Trustees in the Seine River School Division approved a $62.6M budget this week which includes a drop in education taxes and a 4.8% increase in expenditures.
The province’s educational funding is not the astronomical amount the government claims it to be, says Wendy Bloomfield, Chair of the Seine River School Board.
To comply with the province’s mandate on local taxation for education, the mill rate is going down in Seine River, dropping by 10.7% which will result in a decrease of $194.37 on the education portion of the tax bill for homes valued at $300,000.
The mill rate is going down thanks to growth and increased assessment.
When looking at the provincial funding for Seine River and comparing it to expenses, Bloomfield says the division is looking at a very plain budget as they find ways to maintain what they have.
“I don’t think there will be a lot of enhancements,” she says.
In early February, the province announced a 6.1% increase in operational funding for Manitoba schools.

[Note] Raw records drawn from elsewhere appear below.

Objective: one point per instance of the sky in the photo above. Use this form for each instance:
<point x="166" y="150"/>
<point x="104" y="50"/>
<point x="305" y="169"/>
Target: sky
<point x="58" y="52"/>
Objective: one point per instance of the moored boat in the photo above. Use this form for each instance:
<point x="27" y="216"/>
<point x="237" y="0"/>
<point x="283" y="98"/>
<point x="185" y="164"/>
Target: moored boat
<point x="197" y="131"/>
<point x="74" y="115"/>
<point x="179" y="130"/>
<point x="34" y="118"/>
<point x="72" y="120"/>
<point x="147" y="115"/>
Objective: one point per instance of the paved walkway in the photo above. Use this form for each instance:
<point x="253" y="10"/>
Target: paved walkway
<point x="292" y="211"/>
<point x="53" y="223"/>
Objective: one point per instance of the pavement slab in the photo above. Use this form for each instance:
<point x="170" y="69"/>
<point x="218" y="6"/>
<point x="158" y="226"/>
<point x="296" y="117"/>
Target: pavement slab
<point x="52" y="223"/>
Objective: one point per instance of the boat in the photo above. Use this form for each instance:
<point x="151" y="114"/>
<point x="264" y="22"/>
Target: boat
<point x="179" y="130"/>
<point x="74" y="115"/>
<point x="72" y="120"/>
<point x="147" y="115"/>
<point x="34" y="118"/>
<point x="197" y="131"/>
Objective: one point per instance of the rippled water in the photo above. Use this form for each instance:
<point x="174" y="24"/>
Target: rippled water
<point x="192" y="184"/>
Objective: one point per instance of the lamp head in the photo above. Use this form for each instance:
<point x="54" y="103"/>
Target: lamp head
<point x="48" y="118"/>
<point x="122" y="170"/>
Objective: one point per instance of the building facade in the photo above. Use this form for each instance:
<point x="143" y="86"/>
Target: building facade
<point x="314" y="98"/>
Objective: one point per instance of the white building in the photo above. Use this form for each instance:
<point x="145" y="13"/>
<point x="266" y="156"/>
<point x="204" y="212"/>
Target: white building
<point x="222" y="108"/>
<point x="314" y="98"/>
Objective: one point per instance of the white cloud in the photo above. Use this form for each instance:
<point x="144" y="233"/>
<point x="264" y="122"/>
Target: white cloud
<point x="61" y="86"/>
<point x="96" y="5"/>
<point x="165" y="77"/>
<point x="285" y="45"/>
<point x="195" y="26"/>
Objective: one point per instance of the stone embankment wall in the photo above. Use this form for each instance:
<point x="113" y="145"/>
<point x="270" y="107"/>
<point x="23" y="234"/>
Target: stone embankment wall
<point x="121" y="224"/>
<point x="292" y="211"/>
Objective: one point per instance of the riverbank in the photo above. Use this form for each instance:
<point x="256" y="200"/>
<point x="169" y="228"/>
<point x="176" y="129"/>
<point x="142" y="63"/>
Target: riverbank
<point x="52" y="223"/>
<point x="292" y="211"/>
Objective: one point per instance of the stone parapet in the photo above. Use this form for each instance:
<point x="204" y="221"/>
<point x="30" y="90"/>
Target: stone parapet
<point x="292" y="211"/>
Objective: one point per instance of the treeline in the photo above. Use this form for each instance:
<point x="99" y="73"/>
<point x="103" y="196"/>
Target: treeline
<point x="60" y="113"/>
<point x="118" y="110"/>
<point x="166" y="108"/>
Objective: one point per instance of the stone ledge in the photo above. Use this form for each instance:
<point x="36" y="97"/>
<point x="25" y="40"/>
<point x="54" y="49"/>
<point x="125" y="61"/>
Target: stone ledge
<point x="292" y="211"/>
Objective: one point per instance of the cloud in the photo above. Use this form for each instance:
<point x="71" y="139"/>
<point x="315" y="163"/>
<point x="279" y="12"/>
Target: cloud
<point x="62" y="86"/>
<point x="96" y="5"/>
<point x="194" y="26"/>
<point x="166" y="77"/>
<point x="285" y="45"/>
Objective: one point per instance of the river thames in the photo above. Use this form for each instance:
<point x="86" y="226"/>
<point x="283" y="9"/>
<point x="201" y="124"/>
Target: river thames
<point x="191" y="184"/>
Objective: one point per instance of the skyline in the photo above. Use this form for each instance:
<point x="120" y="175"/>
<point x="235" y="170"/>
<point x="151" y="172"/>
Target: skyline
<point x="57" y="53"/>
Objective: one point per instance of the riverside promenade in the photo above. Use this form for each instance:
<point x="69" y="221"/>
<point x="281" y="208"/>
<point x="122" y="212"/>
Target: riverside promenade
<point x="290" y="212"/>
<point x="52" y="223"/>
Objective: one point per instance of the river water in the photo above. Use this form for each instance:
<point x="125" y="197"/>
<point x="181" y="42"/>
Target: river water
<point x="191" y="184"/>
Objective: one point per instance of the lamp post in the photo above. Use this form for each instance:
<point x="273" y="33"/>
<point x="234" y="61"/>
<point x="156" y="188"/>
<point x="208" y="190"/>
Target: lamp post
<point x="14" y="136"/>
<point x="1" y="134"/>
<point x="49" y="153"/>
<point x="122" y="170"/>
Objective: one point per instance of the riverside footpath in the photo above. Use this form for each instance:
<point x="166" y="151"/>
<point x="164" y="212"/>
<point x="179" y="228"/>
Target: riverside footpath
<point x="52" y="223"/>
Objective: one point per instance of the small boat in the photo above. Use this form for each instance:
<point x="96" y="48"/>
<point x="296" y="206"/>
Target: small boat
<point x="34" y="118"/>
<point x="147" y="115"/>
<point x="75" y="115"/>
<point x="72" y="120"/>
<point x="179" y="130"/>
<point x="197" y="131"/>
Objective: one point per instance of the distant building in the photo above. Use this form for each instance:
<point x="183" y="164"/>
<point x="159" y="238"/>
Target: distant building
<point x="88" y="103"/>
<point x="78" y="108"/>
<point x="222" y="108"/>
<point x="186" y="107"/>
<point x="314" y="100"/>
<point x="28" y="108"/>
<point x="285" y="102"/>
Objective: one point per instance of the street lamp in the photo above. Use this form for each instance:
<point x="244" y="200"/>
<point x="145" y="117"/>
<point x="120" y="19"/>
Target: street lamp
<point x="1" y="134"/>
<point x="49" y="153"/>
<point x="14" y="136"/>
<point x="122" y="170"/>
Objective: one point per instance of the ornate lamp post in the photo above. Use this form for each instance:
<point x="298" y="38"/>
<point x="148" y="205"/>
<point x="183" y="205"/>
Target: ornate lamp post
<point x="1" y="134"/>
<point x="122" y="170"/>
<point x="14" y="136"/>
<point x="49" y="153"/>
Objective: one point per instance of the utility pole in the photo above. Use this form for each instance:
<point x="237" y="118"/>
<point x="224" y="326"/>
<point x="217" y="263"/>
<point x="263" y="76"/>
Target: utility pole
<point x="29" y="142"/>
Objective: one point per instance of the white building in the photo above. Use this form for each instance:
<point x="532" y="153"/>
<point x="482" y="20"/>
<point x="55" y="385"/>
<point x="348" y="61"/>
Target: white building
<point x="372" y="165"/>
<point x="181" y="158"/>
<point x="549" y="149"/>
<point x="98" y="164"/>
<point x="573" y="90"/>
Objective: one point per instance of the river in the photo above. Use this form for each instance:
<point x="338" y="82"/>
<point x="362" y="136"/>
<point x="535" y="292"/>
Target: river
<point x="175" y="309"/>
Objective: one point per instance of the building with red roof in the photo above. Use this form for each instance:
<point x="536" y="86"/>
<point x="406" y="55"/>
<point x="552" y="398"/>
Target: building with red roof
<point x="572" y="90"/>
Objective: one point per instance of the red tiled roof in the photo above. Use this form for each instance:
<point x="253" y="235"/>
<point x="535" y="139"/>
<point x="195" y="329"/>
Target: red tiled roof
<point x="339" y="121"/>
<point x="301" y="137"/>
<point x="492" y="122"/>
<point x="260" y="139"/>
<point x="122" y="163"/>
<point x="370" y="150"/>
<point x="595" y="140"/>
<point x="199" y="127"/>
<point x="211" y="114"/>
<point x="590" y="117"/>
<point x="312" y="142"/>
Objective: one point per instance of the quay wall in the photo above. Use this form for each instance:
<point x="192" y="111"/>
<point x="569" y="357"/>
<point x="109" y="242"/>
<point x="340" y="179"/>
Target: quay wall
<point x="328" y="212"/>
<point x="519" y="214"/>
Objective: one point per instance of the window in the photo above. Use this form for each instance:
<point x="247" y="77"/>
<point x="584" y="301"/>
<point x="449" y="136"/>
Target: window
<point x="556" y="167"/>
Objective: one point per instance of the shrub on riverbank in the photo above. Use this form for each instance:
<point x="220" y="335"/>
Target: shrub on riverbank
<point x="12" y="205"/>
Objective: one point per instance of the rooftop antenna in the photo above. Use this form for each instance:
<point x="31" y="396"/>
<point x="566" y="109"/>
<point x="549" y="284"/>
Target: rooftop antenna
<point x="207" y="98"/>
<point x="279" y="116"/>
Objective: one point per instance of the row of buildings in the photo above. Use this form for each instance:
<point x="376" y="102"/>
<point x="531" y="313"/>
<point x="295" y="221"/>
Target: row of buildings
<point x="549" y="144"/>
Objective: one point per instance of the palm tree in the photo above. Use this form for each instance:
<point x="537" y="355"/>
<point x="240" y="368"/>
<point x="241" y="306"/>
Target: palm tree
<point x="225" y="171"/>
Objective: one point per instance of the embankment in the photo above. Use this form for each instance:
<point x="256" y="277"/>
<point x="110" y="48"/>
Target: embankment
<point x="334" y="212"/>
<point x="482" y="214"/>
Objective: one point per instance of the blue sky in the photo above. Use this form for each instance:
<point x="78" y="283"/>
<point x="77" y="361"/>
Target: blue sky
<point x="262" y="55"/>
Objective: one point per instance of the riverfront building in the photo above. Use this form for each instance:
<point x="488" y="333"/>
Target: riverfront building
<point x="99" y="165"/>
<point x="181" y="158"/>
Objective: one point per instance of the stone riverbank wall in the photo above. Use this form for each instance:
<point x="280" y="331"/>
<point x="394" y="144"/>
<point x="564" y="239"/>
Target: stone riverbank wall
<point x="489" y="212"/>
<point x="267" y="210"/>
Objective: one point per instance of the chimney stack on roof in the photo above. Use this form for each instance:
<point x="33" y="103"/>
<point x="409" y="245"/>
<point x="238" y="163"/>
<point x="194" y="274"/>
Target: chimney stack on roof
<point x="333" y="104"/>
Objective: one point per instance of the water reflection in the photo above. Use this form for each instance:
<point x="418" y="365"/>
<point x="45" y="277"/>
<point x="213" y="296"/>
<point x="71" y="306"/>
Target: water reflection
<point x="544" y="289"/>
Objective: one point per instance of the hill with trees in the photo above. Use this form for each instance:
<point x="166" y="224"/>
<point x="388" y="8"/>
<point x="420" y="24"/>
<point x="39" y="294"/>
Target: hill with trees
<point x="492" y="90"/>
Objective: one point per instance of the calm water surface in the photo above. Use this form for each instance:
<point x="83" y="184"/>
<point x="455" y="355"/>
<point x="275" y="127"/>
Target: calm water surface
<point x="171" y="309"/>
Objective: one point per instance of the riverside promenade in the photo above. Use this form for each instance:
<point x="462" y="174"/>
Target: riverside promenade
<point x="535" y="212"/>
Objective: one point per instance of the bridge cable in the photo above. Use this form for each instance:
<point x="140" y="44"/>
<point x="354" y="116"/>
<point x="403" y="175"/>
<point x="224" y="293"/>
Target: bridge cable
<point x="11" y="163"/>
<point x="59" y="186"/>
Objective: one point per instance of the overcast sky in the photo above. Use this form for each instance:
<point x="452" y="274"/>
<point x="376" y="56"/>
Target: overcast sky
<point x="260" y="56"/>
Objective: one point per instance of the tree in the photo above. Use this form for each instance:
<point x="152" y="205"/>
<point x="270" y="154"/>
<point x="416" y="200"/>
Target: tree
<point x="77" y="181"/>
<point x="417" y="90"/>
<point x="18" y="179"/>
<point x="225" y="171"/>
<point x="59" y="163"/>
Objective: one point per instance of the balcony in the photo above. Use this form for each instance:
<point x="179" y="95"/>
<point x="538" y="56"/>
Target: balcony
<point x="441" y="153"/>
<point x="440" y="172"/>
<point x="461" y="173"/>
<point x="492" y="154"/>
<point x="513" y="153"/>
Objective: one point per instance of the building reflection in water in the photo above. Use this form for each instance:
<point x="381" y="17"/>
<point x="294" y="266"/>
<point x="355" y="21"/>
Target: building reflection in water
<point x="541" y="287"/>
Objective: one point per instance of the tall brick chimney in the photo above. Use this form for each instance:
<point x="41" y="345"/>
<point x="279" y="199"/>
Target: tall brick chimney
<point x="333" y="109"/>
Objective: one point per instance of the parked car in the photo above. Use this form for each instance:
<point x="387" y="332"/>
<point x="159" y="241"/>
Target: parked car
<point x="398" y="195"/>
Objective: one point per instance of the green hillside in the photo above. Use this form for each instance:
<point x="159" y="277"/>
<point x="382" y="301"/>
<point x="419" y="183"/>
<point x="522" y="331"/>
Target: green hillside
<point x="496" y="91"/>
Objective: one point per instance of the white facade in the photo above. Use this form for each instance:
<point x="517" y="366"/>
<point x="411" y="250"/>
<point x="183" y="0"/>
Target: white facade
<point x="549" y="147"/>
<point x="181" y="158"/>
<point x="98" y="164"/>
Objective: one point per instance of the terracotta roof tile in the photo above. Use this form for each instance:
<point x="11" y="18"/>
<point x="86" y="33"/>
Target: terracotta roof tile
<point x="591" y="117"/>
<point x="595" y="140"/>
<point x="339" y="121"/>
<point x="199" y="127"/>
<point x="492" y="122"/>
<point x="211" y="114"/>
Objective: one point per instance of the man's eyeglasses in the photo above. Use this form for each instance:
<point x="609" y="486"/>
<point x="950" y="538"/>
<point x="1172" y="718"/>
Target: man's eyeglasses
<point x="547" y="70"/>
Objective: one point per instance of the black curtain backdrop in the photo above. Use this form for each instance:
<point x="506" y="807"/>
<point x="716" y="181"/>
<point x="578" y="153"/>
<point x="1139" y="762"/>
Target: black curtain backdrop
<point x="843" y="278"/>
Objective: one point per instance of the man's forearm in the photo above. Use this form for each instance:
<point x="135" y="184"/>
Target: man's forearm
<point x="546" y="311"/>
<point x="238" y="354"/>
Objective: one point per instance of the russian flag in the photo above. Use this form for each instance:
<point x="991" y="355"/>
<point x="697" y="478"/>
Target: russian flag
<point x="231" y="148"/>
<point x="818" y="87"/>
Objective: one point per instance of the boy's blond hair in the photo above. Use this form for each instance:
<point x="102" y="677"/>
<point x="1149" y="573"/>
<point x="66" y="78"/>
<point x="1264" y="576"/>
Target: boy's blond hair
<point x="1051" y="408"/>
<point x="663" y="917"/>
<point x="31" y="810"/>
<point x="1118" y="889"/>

At that time, Education and Early Childhood Learning Minister Wayne Ewasko stated, “Every division will see an increase in funding next year, which will help them engage students and invest in the programs and services that will best meet the needs of local communities.”
Bloomfield says even though Seine River received a 7.1% increase in provincial funding, it is not enough to make a lot of investments because they are facing increased expenses.
“For the last number of years, because the province dictated that we had to hold salary increases to a minimum which we did, but now our employee groups are looking at what the cost of living is going up at, currently around 7 to 8% and they're wanting some catch up,” she explains.
Of the $62.6M budget, 82.3% is going toward salaries and benefits.
Bloomfield refers to the new financial plan for the division as a ‘near-status-quo' budget.
“Although the funding increase was appreciated, it's definitely not going to really allow us to increase or add programs or teachers or anything like that.”
Aside from salary increases, Bloomfield notes there are other costs that have gone up significantly.
“Gas costs of course,” she quickly points out. “We drive a million and a half kilometers a year, at least.”
The rural school division covers a large area and transportation expenses continue to rise, for fuel as well as maintenance of vehicles.
The Seine River School Division has 61 bus routes that cover 2,160 square kilometers.
Bloomfield says the cost of insurance is one area that is often overlooked by the public when they think about the cost of operating schools.
“Insurance costs have risen over 20% in the past few years,” she notes. “So, insurance for all of our buildings and liability insurance for buildings, that sort of thing, that's quite a significant impact.”